Then Thomas … said to the rest of the disciples, “Let us also go, that we may die with him.” ((John 11:16))
I find in Thomas the loneliness of doubt. Thomas is always a solitary figure, as doubters very generally are. You never think of Peter as being much alone—he was too ardent and impetuous for that. And you never think of John as wooing solitude with his so affectionate and sympathetic heart. But Thomas is always standing a little apart from cheerful interaction; he is solitary because he is a doubter. And on that evening of resurrection Sunday the disciples were gathered—and Thomas was not there. He was a lonely man that resurrection day, perhaps wandering amid the olives of Gethsemane, separated from all glad companionship, and separated because he was a doubter. Think of the gladness that filled these eager hearts when they whispered to one another, “Christ is risen.” Then think of Thomas, wandering alone, hurrying from all sound of human voices. For him there was no fellowship that evening in the radiant light of resurrection glory; for him there was only the loneliness of doubt.

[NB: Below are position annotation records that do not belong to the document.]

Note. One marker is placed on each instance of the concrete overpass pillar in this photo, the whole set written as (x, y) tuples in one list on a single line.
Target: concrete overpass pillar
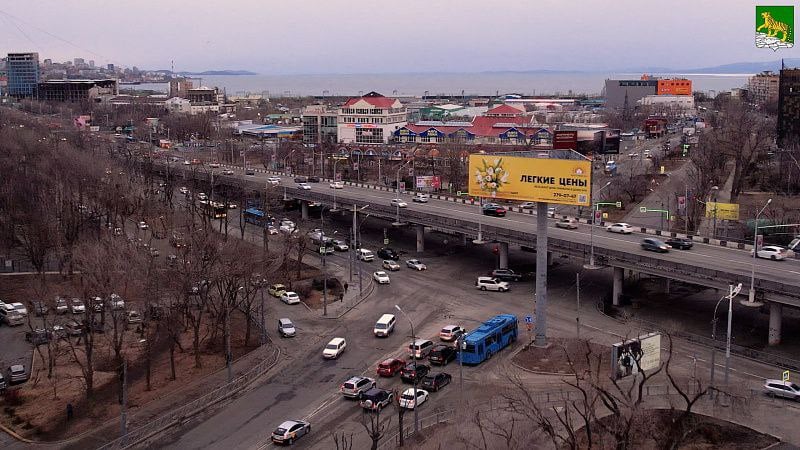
[(304, 209), (775, 318), (619, 274), (503, 254)]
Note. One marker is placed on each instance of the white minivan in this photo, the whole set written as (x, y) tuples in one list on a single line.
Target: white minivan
[(384, 326), (365, 255)]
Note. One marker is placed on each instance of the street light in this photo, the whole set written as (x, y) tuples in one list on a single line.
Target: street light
[(751, 297), (591, 264), (414, 356)]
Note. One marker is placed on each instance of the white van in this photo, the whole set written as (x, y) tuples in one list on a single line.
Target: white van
[(365, 255), (384, 326), (420, 348)]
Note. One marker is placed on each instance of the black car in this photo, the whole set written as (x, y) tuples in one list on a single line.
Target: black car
[(506, 275), (680, 243), (654, 245), (376, 399), (409, 375), (493, 209), (442, 354), (388, 253), (436, 381)]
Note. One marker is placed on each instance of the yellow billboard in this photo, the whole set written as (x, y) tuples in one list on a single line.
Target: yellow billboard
[(722, 211), (563, 181)]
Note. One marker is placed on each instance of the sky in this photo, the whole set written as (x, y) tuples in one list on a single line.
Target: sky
[(389, 36)]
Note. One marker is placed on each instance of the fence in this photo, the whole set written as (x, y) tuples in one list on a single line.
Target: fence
[(186, 411)]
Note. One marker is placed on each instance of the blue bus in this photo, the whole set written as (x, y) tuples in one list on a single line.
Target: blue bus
[(491, 337)]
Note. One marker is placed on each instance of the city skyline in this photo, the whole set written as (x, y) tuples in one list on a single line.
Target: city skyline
[(412, 37)]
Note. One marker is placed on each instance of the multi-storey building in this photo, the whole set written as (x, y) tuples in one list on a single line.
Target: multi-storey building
[(371, 119), (319, 125), (23, 74), (762, 88), (789, 107)]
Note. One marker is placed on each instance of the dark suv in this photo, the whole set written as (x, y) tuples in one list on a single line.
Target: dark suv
[(506, 275), (493, 209), (376, 399), (409, 375), (442, 354), (388, 253)]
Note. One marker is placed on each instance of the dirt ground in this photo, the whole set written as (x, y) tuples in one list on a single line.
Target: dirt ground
[(565, 356)]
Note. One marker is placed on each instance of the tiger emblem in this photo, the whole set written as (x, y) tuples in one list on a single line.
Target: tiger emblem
[(774, 27)]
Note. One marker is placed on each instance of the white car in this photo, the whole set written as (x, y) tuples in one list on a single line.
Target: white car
[(398, 203), (622, 228), (419, 197), (334, 348), (290, 298), (772, 252), (416, 264), (381, 277), (408, 401)]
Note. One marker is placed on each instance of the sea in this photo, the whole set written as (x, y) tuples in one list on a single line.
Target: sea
[(451, 84)]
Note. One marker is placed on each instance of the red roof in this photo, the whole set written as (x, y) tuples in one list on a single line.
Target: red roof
[(504, 109)]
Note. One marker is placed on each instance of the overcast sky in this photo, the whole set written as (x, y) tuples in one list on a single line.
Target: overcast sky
[(338, 36)]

Amid the common ties of common life, [doubt] makes a solitude and calls it peace. And that is why when any person doubts God and thinks the heaven above the stars is tenantless, sooner or later he or she has a lonely heart. There are those who doubt because they are too lonely; there are more who are lonely just because they doubt. It takes the bond of faith to give us fellowship with child and husband, with comrade, and with Christ. And when faith crumbles and doubt lifts up its head, a man or woman may still be heroic in duty, but for that person, as for Thomas on resurrection evening, there is the anguish of the lonely heart. That is the very misery of doubt. It is the mother of the hungriest loneliness. – George Morrison
From: Diana Wallis, Take Heart: Daily Devotions with the Church’s Great Preachers, (Grand Rapids, MI: Kregel Publications, 2001), 50.